If you have a high-impact automobile accident, there is a good chance your torso may push up against your car’s locked seat belt. While your seat belt certainly may save your life, you may also walk away from the crash with a nasty bruise across your midsection.
Unlike many bruises that are more cosmetic than a health risk, a seat belt bruise may indicate a medical emergency. Rather than ignoring your bruise, you should always go to the emergency room or otherwise seek a medical examination. After all, your bruise may be a symptom of seat belt syndrome.
Seat belt syndrome
Seat belt syndrome is simply the collective name doctors assign to a host of injuries that seat belts may cause in motor vehicle accidents.
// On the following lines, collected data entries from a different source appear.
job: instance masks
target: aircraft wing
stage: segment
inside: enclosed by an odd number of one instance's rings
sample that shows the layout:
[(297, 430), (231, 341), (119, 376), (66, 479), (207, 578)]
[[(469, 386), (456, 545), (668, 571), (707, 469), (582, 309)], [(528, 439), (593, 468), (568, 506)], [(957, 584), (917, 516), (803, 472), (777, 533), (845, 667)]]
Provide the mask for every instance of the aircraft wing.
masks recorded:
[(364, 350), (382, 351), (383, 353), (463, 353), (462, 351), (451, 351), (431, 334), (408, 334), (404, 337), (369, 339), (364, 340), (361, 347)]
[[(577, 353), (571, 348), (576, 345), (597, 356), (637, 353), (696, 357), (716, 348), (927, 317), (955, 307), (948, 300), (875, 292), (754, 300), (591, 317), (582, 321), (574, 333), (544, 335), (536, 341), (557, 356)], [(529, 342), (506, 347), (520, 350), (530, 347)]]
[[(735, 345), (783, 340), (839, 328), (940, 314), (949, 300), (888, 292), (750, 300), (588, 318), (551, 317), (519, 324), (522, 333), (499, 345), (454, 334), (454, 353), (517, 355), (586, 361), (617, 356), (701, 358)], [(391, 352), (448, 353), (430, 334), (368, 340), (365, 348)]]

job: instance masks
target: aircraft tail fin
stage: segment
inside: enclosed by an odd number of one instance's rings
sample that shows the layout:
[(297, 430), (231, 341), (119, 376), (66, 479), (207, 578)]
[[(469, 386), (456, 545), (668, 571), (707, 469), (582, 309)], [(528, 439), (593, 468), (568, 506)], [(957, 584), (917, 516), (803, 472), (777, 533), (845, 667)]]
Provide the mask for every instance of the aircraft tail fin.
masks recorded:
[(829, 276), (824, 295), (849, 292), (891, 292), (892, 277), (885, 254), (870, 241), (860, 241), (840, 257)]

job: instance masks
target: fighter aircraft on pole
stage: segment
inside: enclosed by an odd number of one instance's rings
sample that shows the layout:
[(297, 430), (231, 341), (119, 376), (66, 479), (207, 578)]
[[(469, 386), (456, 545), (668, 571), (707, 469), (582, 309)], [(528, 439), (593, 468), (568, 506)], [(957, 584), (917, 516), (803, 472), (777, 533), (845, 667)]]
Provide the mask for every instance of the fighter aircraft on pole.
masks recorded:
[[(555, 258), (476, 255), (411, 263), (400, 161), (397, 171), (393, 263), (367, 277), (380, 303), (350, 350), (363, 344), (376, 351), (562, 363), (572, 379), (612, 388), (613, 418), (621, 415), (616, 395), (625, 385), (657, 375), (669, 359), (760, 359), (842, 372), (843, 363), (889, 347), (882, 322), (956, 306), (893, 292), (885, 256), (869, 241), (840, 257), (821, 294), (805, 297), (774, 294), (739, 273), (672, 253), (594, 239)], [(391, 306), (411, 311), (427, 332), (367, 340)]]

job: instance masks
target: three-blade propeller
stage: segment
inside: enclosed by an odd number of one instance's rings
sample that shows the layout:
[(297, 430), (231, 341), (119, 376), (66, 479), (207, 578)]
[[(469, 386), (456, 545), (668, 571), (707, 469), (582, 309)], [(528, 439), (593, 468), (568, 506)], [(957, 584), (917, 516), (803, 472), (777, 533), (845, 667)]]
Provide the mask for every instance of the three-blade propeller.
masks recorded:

While your seat belt syndrome may only be a bruise, you may also have serious bodily harm, including any of the following:
- Fractured ribs, bones or vertebrae
- Bruised, torn or lacerated organs
- Torn, strained or sprained muscles
- Bruised, torn or severed spinal cord
- Damaged soft tissues
Remember, your body’s stress response may hide injury symptoms. That is, you may not realize you have sustained a serious injury until hours or even days after the crash.
Because they see many car accident victims, doctors in the emergency room are familiar with seat belt syndrome. When examining you, they may use a variety of diagnostic techniques to rule out serious injuries.
These may include blood tests, x-rays and CT scans. If a diagnostic tool concerns doctors, they may hold you in the hospital for observation.